The right of confrontation did not originate with the provision
in the Sixth Amendment, but was a common law right having
recognized exceptions. The purpose of that provision, this Court
often has said, is to continue and preserve that right, and not to
broaden it or disturb the exceptions.
Mattox v. United
States, 156 U. S. 237,
156 U. S. 243;
Robertson v. Baldwin, 165 U. S. 275,
165 U. S.
281-282;
Kirby v. United States, 174 U. S.
47,
174 U. S. 61;
Dowdell v. United States, 221 U.
S. 325,
221 U. S. 330.
The present contention attributes to the right a much broader scope
than it had at common law, and could not be sustained without
departing from the construction put on the constitutional provision
in the cases just cited.
Plainly the question in respect of confrontation is not of any
substance.
The contention that the court, by withdrawing from the jury a
part of the charge as without support in the evidence, amended the
indictment and thereby prevented it from longer serving as an
accusation by a grand jury is on no better plane than the others.
The indictment was not amended, either actually or in legal effect.

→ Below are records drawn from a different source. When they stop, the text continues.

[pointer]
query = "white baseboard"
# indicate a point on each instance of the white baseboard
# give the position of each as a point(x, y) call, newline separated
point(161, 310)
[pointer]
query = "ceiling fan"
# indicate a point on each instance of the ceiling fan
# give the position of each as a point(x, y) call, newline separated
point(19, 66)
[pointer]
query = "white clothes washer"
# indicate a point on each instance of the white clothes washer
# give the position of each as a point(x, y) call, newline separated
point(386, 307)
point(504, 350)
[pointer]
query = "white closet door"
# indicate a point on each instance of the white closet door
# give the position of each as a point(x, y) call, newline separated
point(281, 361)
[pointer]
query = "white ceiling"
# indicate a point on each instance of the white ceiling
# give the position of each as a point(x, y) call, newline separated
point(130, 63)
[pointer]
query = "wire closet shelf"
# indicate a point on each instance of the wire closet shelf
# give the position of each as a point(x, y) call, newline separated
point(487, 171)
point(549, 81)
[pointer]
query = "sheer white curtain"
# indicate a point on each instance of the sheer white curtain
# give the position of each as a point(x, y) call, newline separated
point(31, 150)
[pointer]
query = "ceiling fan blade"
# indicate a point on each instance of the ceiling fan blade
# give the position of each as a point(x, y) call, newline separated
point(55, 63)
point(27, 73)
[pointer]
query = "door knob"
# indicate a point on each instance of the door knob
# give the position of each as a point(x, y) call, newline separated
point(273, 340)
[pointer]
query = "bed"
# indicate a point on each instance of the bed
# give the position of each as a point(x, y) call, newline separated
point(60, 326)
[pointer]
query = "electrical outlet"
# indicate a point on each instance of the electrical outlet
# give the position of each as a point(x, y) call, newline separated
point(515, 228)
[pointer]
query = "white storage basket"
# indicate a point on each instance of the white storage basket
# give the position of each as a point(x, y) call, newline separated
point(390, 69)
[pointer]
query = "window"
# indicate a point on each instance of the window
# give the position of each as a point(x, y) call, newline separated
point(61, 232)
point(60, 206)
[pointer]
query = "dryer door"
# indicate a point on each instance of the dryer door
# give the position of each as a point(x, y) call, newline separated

It remained just as it was returned by the grand jury, and the
trial was on the charge preferred in it, and not on a modified
charge. After the evidence was put in, the accused, believing that
part of the charge had no support in the evidence, requested that
that part be withdrawn from the jury, and the court acceded to the
request when the final instructions were given. The scheme to
defraud as set forth in the indictment was manifold in that it
comprehended several relatively distinct plans for fleecing
intended victims. What the court withdrew from the jury was all of
these plans but one. Thus, the court ruled that the evidence, while
tending to sustain the charge as respects one of the plans, did not
give it any
Page 272 U. S. 549
support as respects the others. Whether this was right or wrong
-- as to which we intimate no opinion -- it did not work an
amendment of the indictment and was not even remotely an infraction
of the constitutional provision that "no person shall be held to
answer for a capital, or otherwise infamous crime, unless on a
presentment or indictment of a grand jury." Amendment 5.
Goto
v. Lane, 265 U. S. 393;
State v. Evans, 40 La.Ann. 216, 218.
And see Crain v.
United States, 162 U. S. 625,
162 U. S. 636;
Hall v. United States, 168 U. S. 632,
168 U. S.
638-639. In the case of
Ex parte Bain,
121 U. S. 1, on
which the accused relies, there was an actual amendment or
alteration of the indictment to avoid an adverse ruling on
demurrer, and the trial was on the amended charge without a
resubmission to a grand jury. The principle on which the decision
proceeded is not broader than the situation to which it was
applied.
We are of opinion that the constitutional questions advanced to
secure the direct writ of error are all so wanting in substance
that they afford no basis for the writ.
As the writ was allowed before the Act of February 13, 1925, c.
229, 43 Stat. 936, the case must be transferred to the circuit
court of appeals under the Act of September 14, 1922, c. 305, 42
Stat. 837, which, although repealed by the Act of 1925, is to be
applied, under the terms of the saving clause, to proceedings for
the review of judgments rendered theretofore.
Transferred to circuit court of appeals.